Verilog d flipflop circuit testing

Question

I'm trying to construct a structural implementation of a circuit that consists of a d flipflop, it has inputs x and y, x and y are exclusive or'd and that result is exclusive or'd with the current state, and used as the input to the d flip flop. and it'll use the result state from the flipflop in the next run, etc. But I'm not too sure how to construct it.

The circuit looks like so:

module dff(D,clk,q);
input D,clk;
output q;
reg q;
always @ (posedge clk)
 begin
  q<=D;
 end
endmodule

I'm pretty sure the d flip flop code is correct but when I try to test this my d and state values are just x for some reason. When I put in different x and y values in my testbench nothing happens, "state" and "d" just always says it has value "1'hx" in the simulation. Why is this happening and how do I actually assign an value to them?

Answer 1

All signals in verilog simulation are initialized to 'x'. So are the values of A and D. Your second xor is applied to xoy ^ A. Since A is x, the result of this xor is always x. you need to break this loop, as oldfart suggested.

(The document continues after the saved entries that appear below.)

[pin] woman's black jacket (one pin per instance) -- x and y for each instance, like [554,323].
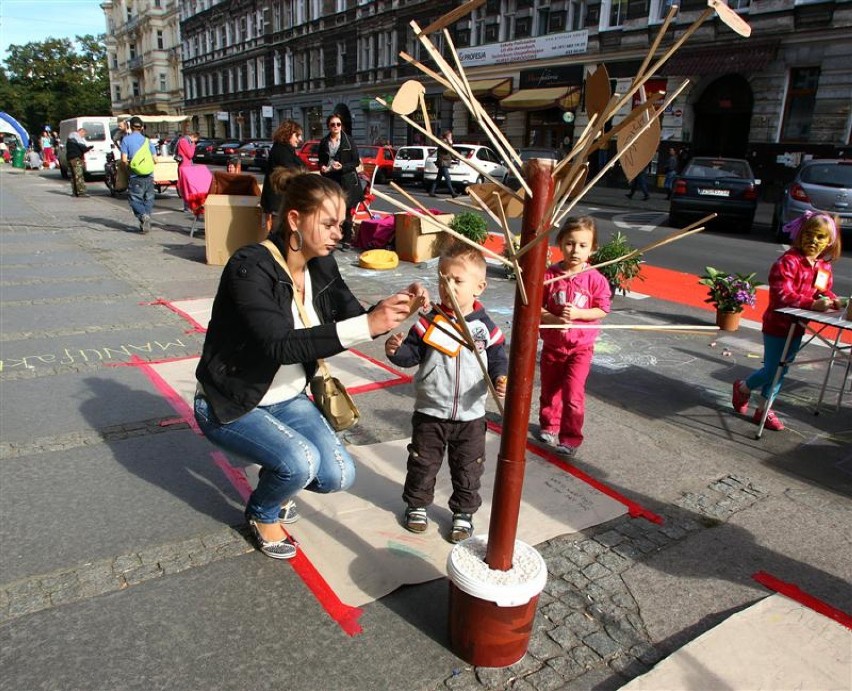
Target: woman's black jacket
[281,155]
[251,328]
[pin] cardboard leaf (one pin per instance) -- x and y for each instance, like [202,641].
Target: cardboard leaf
[512,207]
[597,91]
[639,154]
[731,18]
[408,97]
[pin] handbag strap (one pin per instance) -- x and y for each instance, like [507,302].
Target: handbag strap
[303,313]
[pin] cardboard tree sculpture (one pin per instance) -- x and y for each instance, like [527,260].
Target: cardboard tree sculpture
[491,613]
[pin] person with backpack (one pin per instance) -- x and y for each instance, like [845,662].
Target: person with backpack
[137,152]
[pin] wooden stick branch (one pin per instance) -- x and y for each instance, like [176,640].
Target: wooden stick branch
[443,226]
[462,324]
[441,143]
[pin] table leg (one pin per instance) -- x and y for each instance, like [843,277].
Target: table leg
[775,377]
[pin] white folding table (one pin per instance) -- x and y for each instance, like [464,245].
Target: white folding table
[815,323]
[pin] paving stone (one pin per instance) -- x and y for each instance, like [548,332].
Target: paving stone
[546,679]
[602,644]
[595,571]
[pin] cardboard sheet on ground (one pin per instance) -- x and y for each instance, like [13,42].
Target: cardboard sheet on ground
[774,644]
[357,542]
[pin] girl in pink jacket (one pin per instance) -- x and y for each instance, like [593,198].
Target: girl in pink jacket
[801,277]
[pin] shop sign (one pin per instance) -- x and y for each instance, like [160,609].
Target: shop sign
[538,48]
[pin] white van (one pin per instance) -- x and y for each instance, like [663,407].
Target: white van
[99,134]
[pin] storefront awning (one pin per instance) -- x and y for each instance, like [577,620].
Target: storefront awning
[565,97]
[745,59]
[485,88]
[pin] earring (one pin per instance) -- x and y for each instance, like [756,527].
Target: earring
[297,234]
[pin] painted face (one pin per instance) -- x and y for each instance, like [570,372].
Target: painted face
[467,280]
[576,248]
[814,241]
[321,230]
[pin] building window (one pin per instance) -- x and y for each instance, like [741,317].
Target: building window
[613,13]
[799,107]
[576,15]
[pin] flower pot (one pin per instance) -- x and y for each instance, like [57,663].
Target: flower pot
[728,321]
[492,612]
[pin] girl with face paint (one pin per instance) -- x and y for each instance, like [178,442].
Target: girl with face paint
[802,278]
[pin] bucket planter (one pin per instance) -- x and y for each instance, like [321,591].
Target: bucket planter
[728,321]
[492,612]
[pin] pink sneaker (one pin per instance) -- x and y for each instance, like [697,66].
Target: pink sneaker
[772,421]
[739,399]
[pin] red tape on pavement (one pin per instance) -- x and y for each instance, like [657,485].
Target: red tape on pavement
[795,593]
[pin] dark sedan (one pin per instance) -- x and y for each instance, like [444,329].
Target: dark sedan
[725,186]
[204,150]
[255,154]
[225,151]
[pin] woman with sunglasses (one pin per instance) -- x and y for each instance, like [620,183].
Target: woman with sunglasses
[339,161]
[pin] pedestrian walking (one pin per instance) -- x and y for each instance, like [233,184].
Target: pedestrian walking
[444,159]
[449,412]
[801,277]
[583,295]
[640,182]
[137,153]
[259,355]
[339,160]
[75,151]
[670,171]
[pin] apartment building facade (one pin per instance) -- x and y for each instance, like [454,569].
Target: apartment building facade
[781,94]
[143,56]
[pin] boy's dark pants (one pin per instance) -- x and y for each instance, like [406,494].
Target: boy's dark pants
[464,442]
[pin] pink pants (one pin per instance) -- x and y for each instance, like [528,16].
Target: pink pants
[562,406]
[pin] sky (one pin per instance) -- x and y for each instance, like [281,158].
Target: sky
[23,21]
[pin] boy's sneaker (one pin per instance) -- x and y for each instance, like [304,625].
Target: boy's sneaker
[739,400]
[566,451]
[462,527]
[416,520]
[772,421]
[549,438]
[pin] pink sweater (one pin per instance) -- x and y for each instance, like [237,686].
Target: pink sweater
[585,290]
[791,284]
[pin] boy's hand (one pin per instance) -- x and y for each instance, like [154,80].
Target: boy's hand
[393,343]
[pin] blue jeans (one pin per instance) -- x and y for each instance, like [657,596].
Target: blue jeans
[773,347]
[292,442]
[140,190]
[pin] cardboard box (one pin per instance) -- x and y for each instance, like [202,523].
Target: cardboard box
[418,237]
[230,221]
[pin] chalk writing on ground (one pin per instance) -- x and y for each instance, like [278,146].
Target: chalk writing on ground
[71,356]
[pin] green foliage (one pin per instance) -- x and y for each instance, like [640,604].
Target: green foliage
[620,273]
[48,81]
[472,225]
[729,292]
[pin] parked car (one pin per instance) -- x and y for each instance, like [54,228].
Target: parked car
[527,155]
[309,153]
[204,150]
[725,186]
[225,150]
[485,158]
[255,154]
[409,161]
[823,184]
[380,157]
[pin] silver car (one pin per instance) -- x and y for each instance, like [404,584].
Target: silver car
[819,185]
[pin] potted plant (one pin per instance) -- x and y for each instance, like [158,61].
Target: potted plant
[729,293]
[621,273]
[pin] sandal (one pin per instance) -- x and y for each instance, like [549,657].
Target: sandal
[416,520]
[462,527]
[277,549]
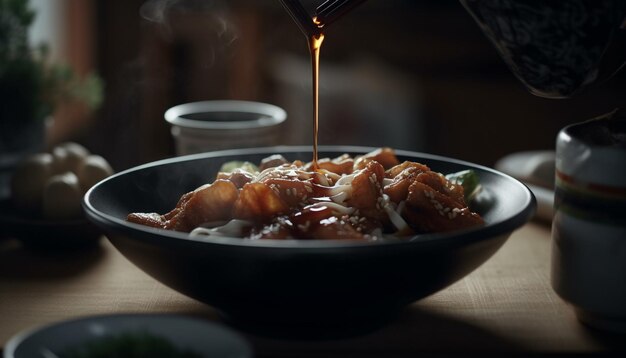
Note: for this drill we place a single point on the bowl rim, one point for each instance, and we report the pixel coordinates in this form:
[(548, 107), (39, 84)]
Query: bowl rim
[(148, 234), (269, 114)]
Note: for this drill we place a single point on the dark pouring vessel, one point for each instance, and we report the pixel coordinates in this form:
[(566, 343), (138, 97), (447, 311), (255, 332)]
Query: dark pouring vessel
[(557, 49)]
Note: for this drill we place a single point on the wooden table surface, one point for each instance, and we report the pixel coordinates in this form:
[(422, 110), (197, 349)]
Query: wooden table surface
[(505, 305)]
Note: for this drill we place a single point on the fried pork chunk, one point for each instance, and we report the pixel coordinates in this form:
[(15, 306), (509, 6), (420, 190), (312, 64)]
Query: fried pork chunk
[(343, 198)]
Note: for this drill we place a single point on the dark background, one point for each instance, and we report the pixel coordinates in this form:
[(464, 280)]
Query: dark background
[(411, 74)]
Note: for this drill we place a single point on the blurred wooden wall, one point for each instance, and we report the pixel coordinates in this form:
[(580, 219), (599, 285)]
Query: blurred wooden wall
[(472, 106)]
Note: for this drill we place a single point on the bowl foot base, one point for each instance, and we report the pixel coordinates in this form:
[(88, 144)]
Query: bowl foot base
[(308, 329)]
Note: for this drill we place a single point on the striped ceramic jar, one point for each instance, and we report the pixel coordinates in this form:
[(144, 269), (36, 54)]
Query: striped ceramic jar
[(589, 224)]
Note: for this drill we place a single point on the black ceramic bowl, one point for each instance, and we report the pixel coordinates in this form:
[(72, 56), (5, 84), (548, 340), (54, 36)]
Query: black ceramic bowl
[(292, 285)]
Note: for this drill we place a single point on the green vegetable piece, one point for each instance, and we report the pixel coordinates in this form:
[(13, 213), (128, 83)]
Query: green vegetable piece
[(129, 345), (470, 182), (231, 166)]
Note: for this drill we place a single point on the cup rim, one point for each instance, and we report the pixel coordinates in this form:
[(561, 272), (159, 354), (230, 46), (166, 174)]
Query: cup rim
[(271, 115)]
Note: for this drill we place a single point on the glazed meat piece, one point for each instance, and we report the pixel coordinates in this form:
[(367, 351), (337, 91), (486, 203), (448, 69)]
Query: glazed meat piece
[(208, 203), (428, 210), (343, 198)]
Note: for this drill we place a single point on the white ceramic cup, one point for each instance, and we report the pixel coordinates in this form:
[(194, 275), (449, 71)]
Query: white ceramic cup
[(213, 125), (589, 225)]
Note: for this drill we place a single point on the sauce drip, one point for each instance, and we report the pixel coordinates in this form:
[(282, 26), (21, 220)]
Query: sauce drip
[(315, 45)]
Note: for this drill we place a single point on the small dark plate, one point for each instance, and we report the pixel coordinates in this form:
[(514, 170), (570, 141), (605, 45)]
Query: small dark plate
[(38, 233), (299, 287), (196, 336)]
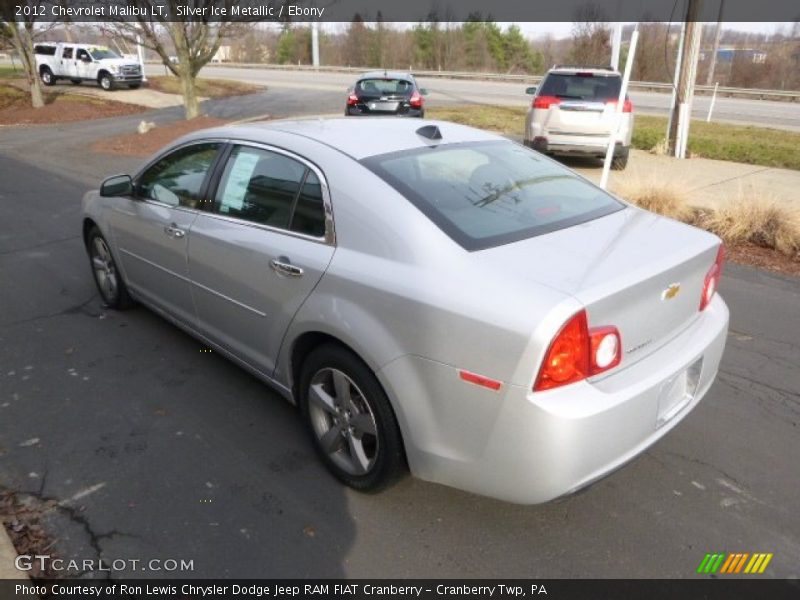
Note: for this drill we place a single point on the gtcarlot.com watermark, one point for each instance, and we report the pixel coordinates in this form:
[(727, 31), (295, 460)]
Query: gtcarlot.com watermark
[(45, 563)]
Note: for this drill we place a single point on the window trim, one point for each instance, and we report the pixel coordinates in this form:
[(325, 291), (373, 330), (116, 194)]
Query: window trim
[(328, 239), (204, 188)]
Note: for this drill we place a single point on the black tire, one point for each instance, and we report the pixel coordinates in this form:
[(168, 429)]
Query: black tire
[(108, 278), (382, 451), (619, 162), (47, 76), (106, 81)]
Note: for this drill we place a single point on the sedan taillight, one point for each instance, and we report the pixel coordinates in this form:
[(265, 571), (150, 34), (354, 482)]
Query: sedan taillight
[(545, 101), (578, 352), (713, 276)]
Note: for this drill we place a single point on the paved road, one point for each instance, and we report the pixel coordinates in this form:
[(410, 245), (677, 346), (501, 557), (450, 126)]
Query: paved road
[(157, 450), (783, 115)]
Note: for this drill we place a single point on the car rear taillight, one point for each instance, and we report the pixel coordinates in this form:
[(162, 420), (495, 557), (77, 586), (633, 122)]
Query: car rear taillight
[(627, 106), (713, 276), (545, 101), (578, 352)]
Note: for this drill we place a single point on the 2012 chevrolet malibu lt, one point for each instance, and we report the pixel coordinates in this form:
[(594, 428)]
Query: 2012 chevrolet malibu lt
[(428, 294)]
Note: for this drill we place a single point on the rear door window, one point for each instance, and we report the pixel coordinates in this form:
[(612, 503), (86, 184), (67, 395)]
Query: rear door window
[(581, 86), (492, 193)]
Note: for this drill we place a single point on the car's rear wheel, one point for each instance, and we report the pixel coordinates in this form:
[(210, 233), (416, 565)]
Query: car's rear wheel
[(106, 275), (350, 420)]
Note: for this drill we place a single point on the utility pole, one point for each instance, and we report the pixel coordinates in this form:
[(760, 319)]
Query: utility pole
[(689, 53), (717, 34)]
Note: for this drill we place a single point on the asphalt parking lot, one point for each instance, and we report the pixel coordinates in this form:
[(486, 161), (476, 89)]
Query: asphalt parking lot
[(155, 449)]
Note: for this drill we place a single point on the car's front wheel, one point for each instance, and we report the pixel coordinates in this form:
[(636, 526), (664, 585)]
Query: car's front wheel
[(106, 82), (106, 275), (350, 420)]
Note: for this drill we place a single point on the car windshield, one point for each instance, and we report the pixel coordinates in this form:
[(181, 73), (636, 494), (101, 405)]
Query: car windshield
[(581, 86), (384, 86), (492, 193), (101, 53)]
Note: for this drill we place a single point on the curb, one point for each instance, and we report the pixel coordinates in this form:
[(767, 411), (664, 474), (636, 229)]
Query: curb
[(7, 556)]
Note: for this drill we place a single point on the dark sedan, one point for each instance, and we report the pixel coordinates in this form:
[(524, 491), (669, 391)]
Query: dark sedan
[(386, 93)]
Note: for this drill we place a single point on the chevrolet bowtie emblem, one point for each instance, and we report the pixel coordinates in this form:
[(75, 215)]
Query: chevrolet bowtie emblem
[(672, 290)]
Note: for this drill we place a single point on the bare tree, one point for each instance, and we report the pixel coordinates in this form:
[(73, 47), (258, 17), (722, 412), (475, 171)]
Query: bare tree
[(194, 41), (20, 32), (590, 36)]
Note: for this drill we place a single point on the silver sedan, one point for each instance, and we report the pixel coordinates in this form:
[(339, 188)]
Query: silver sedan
[(431, 296)]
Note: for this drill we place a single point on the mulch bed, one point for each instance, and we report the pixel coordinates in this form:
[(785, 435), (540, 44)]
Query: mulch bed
[(144, 144), (61, 108)]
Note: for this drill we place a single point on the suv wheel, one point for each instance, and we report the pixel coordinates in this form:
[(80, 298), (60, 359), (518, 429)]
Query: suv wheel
[(350, 420), (619, 162), (106, 82)]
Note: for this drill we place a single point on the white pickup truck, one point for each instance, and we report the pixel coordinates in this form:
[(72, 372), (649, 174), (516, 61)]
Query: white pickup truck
[(85, 62)]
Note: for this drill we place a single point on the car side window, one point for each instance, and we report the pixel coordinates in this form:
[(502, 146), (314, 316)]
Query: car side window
[(177, 179), (309, 212), (260, 186)]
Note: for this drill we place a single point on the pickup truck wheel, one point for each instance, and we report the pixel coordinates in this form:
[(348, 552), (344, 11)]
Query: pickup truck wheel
[(106, 82), (47, 77)]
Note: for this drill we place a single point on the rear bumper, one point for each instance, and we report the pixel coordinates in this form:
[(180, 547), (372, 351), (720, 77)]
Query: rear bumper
[(581, 147), (529, 448), (355, 111)]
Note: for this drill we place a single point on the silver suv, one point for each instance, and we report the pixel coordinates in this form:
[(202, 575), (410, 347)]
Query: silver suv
[(572, 113)]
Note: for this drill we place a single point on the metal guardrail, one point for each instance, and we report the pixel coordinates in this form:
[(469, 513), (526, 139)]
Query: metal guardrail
[(641, 86)]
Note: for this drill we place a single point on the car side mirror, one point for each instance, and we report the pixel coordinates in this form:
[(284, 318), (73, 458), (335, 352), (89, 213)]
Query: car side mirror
[(117, 185)]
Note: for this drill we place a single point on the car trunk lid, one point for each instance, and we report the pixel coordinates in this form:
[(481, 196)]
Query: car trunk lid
[(637, 271)]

The usual way for doing it is to introduce a reset in the flop, synchronous or asynchronous. Here is an example of a synchronous reset flop:

always @(posedge clk)
    if (reset)
        q <= 0;
    else 
        q <= D;

So, now, if you set your reset to '1' for at least one posedge of clk and then set it to '0', you will break the loop by pushing a non-'x' value in the data path.

Answer 2

You do not clear your D-FF. The output is X at the start and as you use that in a feedback loop it stays X.

This: wire state=1'b0; does not clear you FF. You have to clear 'q'.